In talk at Le Web conference in Paris, Google executive Marissa Mayer gave some answers about the way Google sees the future of organic search. But does their logic extend to other areas of organic search and what are the implications for SEO?

Google recently launched SearchWiki , its customizable search function. Since then there has been plenty of speculation that Google have long term plans to use this information to influence organic results. Google previously admitted to Search Engine Land that they were “not closing any doors” to the idea of using this information and Marissa Mayer made mention of this again at Le Web yesterday.

According to TechCrunch, who covered the Google executive’s talk, Mayer spoke about using SearchWiki data to at least make obvious changes, the example given being that if “thousands of people” were to remove the page from their personal results, Google would be likely to make a change.

The point she was making seems to be that Google feel personalisation is part of the future for search in general and that that is why they have introduced SearchWiki but, if they have all this wonderful data about what people like, why not use it to produce better results?

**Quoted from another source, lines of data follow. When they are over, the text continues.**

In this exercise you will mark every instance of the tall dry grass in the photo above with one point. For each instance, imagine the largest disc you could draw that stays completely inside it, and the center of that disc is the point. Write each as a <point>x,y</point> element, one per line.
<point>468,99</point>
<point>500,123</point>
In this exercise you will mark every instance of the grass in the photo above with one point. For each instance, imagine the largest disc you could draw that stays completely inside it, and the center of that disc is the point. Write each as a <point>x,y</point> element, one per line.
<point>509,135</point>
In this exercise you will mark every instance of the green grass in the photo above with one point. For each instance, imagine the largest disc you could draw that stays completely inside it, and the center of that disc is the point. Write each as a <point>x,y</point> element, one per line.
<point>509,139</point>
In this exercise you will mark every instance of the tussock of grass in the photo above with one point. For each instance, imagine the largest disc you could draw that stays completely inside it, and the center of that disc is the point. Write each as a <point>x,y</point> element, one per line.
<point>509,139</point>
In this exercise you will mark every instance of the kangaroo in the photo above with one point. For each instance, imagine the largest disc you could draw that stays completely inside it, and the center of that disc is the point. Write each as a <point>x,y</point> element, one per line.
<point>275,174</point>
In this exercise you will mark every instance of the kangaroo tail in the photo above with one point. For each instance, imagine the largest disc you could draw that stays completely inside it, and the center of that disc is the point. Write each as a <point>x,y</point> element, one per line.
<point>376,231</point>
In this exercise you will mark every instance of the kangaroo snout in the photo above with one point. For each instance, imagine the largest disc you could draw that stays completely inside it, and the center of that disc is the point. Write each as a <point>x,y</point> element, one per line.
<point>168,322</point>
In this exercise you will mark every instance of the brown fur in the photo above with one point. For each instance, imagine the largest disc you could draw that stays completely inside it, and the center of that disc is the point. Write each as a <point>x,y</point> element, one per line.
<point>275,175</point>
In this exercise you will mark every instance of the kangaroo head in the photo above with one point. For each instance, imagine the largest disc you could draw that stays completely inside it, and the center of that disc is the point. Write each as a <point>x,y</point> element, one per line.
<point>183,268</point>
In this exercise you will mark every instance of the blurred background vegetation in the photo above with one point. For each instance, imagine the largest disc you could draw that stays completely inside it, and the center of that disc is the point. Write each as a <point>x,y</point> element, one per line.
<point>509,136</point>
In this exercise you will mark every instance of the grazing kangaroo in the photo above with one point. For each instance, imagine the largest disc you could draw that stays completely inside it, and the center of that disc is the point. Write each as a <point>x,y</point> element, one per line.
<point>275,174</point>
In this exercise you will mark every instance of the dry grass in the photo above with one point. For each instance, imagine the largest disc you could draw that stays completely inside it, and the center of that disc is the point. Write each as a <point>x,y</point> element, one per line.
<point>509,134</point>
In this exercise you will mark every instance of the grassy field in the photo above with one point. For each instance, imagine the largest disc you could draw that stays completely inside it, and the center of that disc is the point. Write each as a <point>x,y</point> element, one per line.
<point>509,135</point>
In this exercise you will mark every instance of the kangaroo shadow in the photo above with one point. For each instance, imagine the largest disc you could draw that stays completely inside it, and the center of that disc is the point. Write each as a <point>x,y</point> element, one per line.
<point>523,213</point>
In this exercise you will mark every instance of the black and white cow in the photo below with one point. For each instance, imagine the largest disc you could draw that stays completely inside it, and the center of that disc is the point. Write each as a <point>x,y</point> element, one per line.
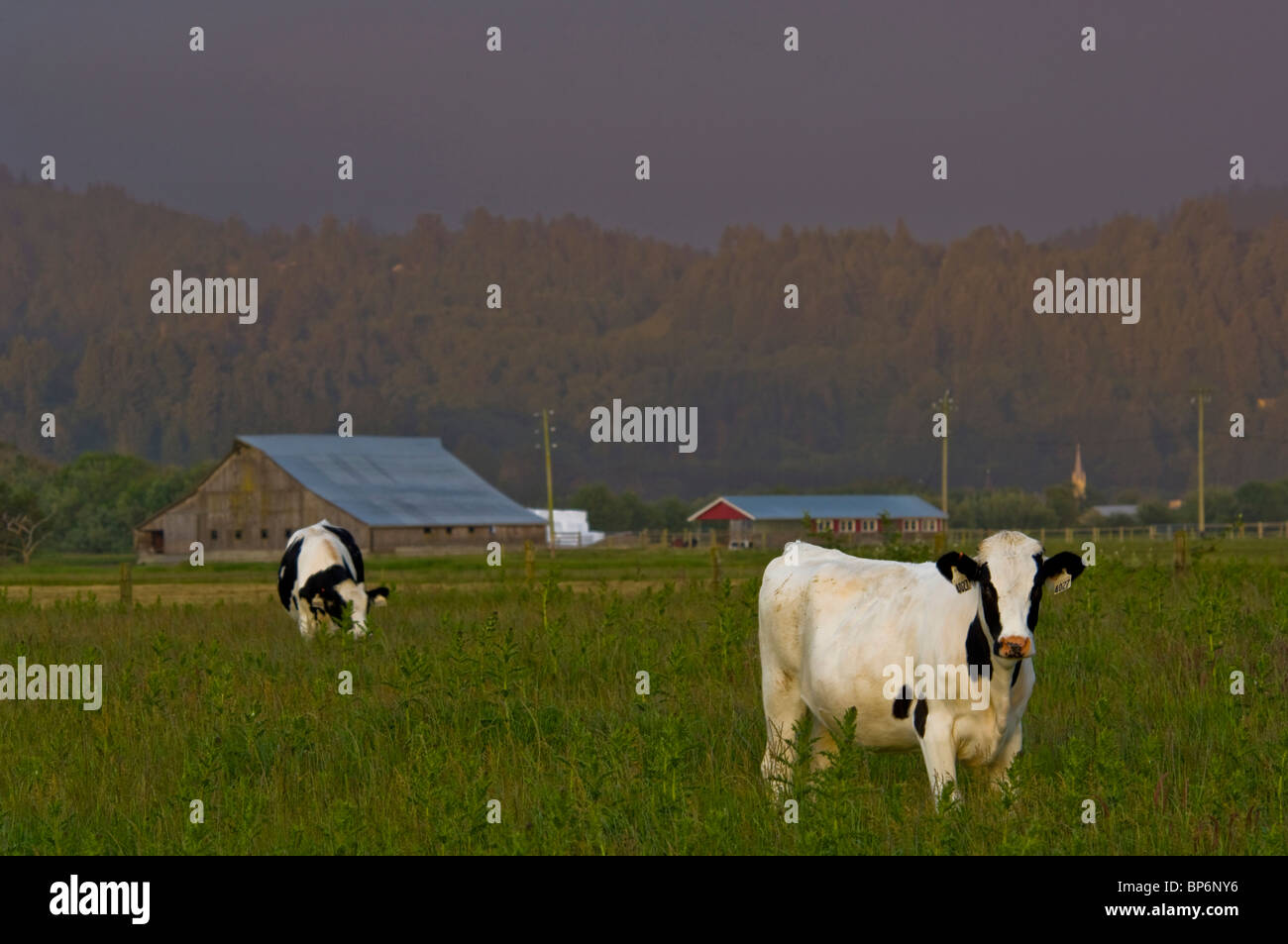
<point>320,574</point>
<point>931,656</point>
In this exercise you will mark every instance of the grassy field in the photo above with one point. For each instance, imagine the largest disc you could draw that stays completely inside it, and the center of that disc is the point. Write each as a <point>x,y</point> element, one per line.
<point>477,685</point>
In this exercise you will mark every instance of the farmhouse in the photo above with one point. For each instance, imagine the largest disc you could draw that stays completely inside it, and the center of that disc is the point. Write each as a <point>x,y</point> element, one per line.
<point>391,493</point>
<point>755,518</point>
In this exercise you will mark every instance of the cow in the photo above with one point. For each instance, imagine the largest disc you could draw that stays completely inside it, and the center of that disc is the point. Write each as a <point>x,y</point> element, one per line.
<point>838,631</point>
<point>320,574</point>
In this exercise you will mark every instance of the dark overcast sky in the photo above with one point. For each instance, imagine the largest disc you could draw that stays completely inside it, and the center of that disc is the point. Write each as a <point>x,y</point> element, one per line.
<point>1039,136</point>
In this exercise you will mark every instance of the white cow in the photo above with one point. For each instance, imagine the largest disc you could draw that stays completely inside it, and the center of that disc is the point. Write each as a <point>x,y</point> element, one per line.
<point>320,574</point>
<point>838,631</point>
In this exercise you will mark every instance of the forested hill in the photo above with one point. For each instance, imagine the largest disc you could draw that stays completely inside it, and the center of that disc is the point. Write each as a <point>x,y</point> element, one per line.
<point>394,330</point>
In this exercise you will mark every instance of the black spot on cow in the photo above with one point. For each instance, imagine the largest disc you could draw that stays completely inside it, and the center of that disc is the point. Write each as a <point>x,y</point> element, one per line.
<point>978,651</point>
<point>321,584</point>
<point>988,597</point>
<point>918,717</point>
<point>1034,597</point>
<point>902,703</point>
<point>352,546</point>
<point>287,572</point>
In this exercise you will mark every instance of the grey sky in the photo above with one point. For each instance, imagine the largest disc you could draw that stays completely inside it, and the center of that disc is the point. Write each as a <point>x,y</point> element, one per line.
<point>1039,136</point>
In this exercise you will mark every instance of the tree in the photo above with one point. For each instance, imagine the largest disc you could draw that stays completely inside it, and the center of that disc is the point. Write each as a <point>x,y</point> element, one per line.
<point>22,519</point>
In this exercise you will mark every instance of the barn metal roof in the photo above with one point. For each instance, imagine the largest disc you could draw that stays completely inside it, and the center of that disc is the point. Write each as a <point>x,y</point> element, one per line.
<point>777,507</point>
<point>391,480</point>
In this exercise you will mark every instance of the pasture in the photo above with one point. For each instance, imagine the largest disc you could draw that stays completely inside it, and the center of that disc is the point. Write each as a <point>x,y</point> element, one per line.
<point>478,685</point>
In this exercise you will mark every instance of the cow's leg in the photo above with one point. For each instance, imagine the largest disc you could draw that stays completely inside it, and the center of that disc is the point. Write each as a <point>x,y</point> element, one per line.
<point>1003,763</point>
<point>784,710</point>
<point>935,730</point>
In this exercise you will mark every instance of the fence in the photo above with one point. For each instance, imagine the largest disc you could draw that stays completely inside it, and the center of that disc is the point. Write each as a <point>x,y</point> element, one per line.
<point>952,537</point>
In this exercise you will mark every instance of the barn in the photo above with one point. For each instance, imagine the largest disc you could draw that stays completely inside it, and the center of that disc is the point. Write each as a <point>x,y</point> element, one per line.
<point>767,519</point>
<point>393,493</point>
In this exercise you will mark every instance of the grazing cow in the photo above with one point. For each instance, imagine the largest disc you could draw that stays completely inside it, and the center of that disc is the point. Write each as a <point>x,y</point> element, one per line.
<point>838,631</point>
<point>320,574</point>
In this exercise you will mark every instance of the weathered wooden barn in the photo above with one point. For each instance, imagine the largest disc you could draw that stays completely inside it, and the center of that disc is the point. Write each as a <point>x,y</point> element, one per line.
<point>393,493</point>
<point>771,519</point>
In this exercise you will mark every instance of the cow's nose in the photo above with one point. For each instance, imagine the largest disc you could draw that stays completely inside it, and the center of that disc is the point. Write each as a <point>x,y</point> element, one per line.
<point>1014,647</point>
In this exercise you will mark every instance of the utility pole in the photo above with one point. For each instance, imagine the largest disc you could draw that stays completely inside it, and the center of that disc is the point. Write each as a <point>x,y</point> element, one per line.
<point>1201,395</point>
<point>550,492</point>
<point>944,404</point>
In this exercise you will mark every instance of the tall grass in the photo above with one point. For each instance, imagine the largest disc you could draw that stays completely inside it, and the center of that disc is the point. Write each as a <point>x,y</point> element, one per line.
<point>527,694</point>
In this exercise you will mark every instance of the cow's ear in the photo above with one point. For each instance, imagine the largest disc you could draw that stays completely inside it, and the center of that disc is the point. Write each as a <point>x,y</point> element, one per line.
<point>1060,570</point>
<point>958,570</point>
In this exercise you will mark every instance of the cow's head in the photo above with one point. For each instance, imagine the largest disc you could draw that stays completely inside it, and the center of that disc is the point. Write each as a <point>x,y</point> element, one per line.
<point>1010,571</point>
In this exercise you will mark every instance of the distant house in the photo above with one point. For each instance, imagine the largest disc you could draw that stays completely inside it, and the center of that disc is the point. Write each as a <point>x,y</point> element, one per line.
<point>393,493</point>
<point>572,528</point>
<point>857,515</point>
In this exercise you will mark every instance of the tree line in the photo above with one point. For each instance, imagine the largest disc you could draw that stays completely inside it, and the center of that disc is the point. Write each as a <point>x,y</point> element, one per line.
<point>394,330</point>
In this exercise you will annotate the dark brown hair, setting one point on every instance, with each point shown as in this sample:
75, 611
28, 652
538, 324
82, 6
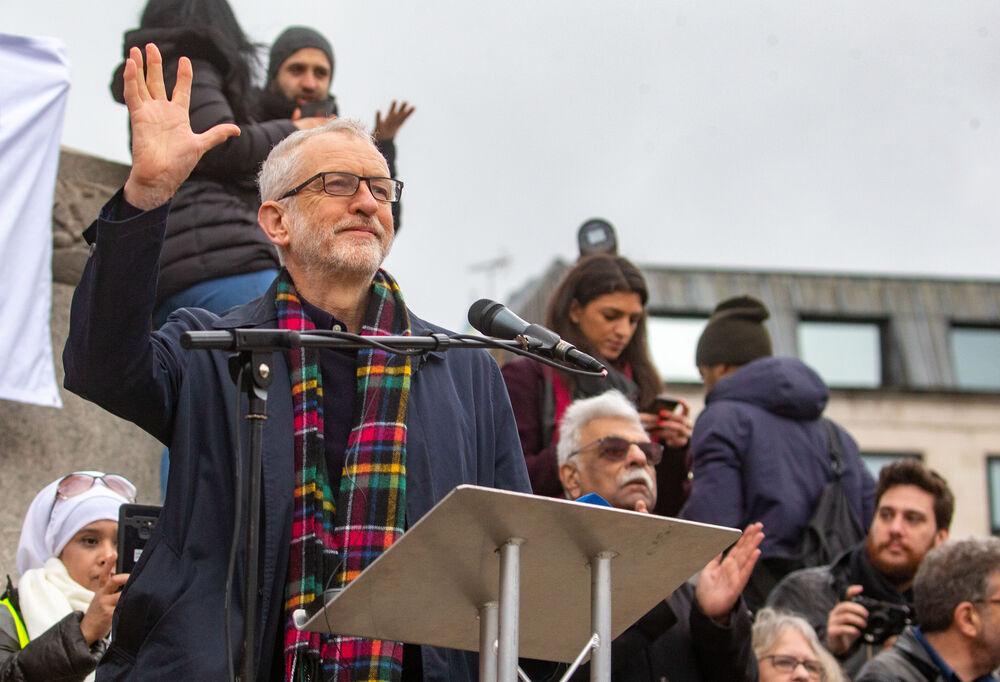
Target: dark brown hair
911, 471
595, 276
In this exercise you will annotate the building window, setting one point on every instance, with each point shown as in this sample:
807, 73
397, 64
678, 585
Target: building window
672, 342
993, 477
846, 354
975, 352
876, 460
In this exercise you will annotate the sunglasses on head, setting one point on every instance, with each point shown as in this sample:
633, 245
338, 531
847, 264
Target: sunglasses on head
615, 449
79, 483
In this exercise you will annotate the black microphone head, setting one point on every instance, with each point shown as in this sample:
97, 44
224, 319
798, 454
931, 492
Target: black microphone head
495, 319
482, 312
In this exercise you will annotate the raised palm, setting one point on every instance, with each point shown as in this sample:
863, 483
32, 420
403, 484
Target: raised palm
164, 148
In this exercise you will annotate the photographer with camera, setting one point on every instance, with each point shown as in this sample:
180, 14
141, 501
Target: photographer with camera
861, 601
957, 595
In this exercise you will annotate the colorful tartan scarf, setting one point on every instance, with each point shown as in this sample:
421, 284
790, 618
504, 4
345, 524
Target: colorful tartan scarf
369, 511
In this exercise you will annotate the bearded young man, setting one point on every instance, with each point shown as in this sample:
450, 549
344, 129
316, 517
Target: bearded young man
913, 511
353, 441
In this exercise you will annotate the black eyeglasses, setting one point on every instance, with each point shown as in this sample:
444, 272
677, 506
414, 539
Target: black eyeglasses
615, 449
338, 184
788, 664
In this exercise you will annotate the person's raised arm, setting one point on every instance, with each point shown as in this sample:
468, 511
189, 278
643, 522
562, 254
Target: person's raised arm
164, 148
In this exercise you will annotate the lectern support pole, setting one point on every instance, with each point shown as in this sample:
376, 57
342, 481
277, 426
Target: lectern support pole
600, 616
488, 627
510, 600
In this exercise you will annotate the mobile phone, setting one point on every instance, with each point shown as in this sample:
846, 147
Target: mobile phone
135, 526
660, 404
324, 107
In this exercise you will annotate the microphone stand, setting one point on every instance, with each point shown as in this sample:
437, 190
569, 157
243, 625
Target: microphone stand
250, 368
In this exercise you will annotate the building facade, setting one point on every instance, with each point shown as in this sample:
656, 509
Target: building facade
913, 364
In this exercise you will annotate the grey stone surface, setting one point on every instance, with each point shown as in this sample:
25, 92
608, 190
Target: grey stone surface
40, 444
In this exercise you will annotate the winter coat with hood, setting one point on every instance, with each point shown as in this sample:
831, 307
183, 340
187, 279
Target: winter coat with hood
760, 453
212, 229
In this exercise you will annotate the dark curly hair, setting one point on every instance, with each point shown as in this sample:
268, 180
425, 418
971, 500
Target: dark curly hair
911, 471
595, 276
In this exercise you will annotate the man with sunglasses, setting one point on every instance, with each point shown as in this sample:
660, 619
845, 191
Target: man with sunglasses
702, 631
352, 442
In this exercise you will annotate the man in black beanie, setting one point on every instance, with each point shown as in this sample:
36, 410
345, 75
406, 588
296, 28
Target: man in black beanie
299, 74
760, 449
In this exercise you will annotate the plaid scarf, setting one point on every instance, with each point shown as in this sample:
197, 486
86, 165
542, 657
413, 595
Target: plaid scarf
369, 511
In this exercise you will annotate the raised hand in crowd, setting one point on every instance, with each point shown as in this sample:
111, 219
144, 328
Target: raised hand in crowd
164, 148
723, 579
96, 622
845, 623
386, 128
671, 428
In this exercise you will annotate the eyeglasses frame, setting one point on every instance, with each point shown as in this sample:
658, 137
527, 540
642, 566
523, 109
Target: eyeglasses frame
365, 178
599, 441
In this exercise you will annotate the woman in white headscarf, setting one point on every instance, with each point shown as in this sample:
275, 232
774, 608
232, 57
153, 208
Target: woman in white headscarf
55, 624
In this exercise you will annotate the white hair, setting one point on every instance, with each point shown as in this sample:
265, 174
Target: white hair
278, 173
770, 625
582, 412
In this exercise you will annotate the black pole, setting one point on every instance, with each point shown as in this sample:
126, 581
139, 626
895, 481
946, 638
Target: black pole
256, 373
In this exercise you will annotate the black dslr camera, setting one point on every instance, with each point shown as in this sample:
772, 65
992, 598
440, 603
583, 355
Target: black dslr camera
885, 619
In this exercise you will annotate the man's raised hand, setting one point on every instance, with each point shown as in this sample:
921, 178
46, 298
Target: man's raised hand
164, 148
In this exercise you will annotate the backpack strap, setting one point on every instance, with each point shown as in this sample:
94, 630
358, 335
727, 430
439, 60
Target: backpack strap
835, 448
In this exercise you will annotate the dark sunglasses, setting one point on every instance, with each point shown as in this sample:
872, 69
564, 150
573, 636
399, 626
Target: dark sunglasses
79, 483
615, 449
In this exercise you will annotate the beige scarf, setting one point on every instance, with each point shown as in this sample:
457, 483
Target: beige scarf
47, 595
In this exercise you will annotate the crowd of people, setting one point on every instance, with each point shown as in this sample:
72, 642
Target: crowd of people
257, 207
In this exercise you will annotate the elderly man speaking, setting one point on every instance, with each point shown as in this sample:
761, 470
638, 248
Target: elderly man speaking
357, 445
702, 631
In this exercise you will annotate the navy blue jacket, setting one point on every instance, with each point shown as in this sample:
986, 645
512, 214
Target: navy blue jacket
169, 622
760, 453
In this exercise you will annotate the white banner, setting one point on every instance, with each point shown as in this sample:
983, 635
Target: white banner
34, 84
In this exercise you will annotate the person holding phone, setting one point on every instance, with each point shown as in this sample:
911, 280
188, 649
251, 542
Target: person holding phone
600, 307
55, 623
215, 256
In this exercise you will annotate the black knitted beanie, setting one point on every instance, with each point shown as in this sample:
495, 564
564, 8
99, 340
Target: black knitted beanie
735, 333
292, 40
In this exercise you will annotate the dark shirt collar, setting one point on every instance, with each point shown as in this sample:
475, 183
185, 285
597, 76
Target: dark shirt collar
947, 672
321, 318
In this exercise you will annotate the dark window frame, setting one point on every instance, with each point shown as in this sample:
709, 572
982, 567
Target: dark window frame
991, 461
890, 362
958, 323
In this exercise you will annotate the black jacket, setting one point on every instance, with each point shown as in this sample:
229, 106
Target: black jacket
813, 592
212, 230
906, 661
60, 654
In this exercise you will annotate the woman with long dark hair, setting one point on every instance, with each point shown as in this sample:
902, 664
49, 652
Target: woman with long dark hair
599, 307
214, 254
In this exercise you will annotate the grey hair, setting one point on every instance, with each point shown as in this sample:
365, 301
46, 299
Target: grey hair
954, 572
582, 412
278, 172
770, 625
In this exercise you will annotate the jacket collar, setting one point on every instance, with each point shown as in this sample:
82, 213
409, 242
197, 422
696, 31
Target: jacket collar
262, 312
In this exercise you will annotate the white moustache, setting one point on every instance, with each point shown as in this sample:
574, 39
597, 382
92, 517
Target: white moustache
352, 223
635, 475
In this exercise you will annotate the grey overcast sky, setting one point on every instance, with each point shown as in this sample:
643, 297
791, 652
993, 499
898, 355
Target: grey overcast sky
849, 136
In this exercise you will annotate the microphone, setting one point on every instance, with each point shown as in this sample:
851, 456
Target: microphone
495, 319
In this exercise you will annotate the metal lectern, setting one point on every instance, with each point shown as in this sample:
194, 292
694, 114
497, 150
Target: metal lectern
537, 573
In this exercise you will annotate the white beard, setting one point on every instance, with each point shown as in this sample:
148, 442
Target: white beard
316, 250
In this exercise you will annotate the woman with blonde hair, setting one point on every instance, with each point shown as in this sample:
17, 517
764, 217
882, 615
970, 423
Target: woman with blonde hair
787, 648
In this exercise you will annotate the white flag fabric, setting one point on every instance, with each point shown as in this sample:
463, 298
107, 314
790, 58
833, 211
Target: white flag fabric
34, 84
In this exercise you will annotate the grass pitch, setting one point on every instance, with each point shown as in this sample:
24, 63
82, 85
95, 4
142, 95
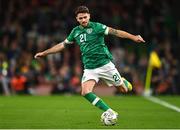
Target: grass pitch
74, 112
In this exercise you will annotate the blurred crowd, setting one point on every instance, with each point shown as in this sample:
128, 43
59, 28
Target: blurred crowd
30, 26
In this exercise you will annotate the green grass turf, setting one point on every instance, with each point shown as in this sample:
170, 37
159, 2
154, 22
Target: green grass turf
75, 112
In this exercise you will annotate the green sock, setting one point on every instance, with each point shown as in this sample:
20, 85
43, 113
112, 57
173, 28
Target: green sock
96, 101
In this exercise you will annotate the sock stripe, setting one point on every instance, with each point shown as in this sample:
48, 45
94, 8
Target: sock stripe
95, 101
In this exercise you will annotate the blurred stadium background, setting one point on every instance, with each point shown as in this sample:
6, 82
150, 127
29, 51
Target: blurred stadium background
30, 26
27, 27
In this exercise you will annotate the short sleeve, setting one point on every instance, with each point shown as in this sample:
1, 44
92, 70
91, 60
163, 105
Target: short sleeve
102, 29
70, 38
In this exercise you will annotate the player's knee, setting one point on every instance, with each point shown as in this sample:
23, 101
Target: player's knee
85, 91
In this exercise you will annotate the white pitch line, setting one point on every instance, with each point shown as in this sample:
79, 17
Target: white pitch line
163, 103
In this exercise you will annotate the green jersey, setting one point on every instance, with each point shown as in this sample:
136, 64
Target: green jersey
94, 52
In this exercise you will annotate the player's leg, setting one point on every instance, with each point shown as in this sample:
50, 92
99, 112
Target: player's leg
87, 92
112, 77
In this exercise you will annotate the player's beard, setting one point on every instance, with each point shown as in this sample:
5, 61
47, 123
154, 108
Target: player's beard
84, 24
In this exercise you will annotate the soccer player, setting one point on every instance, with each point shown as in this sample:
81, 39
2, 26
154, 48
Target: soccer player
95, 56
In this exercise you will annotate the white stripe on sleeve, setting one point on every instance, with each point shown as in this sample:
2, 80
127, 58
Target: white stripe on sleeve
106, 31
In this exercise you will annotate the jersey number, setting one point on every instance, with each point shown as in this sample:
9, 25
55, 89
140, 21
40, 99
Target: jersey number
83, 37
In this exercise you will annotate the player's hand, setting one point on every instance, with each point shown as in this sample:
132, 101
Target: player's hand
40, 54
138, 39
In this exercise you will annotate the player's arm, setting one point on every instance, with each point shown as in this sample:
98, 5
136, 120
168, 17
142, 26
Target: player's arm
124, 34
57, 48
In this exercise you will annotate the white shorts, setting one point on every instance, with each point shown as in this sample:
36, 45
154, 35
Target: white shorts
108, 73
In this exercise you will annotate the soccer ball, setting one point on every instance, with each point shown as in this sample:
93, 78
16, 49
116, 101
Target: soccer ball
109, 118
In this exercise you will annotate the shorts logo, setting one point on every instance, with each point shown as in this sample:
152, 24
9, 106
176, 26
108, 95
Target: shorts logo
89, 30
116, 77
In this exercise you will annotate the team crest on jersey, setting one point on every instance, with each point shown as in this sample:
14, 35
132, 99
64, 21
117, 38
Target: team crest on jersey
89, 30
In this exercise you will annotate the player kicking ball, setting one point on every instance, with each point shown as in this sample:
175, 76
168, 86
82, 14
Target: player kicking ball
96, 59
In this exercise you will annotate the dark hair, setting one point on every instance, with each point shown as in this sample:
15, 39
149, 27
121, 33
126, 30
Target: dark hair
81, 9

That seems a reasonable suggestion but how could they actually use this data? Google have been in the search game, fighting spammers for too long to jump in head first and make SearchWiki data a major part of their search algorithms so don’t expect to see that any time soon. The system would be too easily “gamed” by black hat SEOs in a similar way to the way social media sites such as Digg are abused now. It’s far more likely that it would be subtly added in as a minor ranking factor or used to flag sites up to human quality evaluators. With testing over time it may be then become a larger ranking factor, or not.

Google have given the impression here that they are using all the information at their disposal to improve the quality of their organic search results which is understandable. So what are the implications? Google has always maintained that it does not use information from Google Analytics as a factor in organic search results but it’s easy to see how the wealth of data collected from sites could be used effectively in this way.

Not every site uses Google analytics so perhaps that wouldn’t be fair or perfect anyway but Google has huge amounts of information on which pages are clicked in their results. They know how soon users return to search again or click another link from the same results. This can be used to calculate a bounce rate i.e. number of users who click that link then only look at one page before moving away from the site. It also gives a good idea of how long people spend on that page. Removing a page that had thousands of clicks, a 99% bounce rate and time on page of under 3 seconds might be a better signal to lower a pages ranking than relying on people’s opinions on SearchWiki.

Google is, for good reasons, secretive about the factors it uses to rank sites for organic search. There is a possibility that bounce rates etc. are being used already to rank sites. We wouldn’t expect Google to tell anyone and it can be very difficult to test for minor ranking factors when there are so many others involved.

For any site, factors like bounce rates and time spent on the page are important to the overall health of the site and should really go hand in hand with good SEO practice. Improving site content and many other white hat SEO factors will automatically improve a site in these areas and this should be the aim of any site with long term goals. Perhaps using bounce rates and other analytics factors wouldn’t be such a bad idea after all. If they’re not being used already.